I don’t usually do white bread, but, in the interests of science 😉 I made the first loaf out of my new Römertopf pan a white bread with the idea of seeing if I could reproduce Celia’s Römertopf White Sourdough Loaf.
And it was supurb.
I took it warm down to the “morning after” party after our winter solstice celebration last weekend, and it disappeared in a thrice.
But, for someone who believes so much in science, I’m not very good at it. You couldn’t say it was an exact reproduction. I didn’t want to make a huge loaf, so I reduced all the proportions. This is my version of Celia’s version of Joanna’s white bread formula.
Put 1½ cups of fed sourdough starter in a bowl and leave, covered, on the benchtop for around 8 hours.
- About 3 teaspoons of olive oil
- 1 scant teaspoon of salt
- 1 good teaspoon of brown sugar
- 1½ cups of baker’s flour.
Tip another half a cup of baker’s flour on the benchtop, and knead briefly to get a smooth, not sticky dough.

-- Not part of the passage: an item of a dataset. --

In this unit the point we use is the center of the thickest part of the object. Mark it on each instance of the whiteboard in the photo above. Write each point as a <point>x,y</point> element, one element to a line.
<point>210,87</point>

Put a little swig of olive oil in a bowl, and swish the dough around in it to cover, and leave it to prove in a warmish spot for another 8 hours or so.
Flour the benchtop again and knead the dough very briefly again, then put it in the oiled Römertopf pan. Slash the top with a sharp knife and leave, covered, in a warmish place for another hour or so, until it is well risen (about double in size).
Put the pan of bread dough in the kitchen sink and (carfully, so as not to wet the dough) fill the sink with hot water up to the lip. My hot water out of the tap (from our solar hot water system), this time of year is hot but not boiling. You can put your hand in it.
Leave to soak for 10 minutes, then put the pan in a cold oven and turn the oven on. My gas oven is antique and the temperature is unreliable, but you don’t want it too hot – my second go at baking it in my mother’s modern oven was too hot and it cooked too quickly, resulting in a doughy middle.
This one though cooked perfectly in 40 minutes, coming out with a thin crisp crust and a lovely texture. Not marshmallow soft like bought white bread but light and dense at the same time. Perfect for the morning after the party warm from the oven with butter and honey and good coffee. Yum.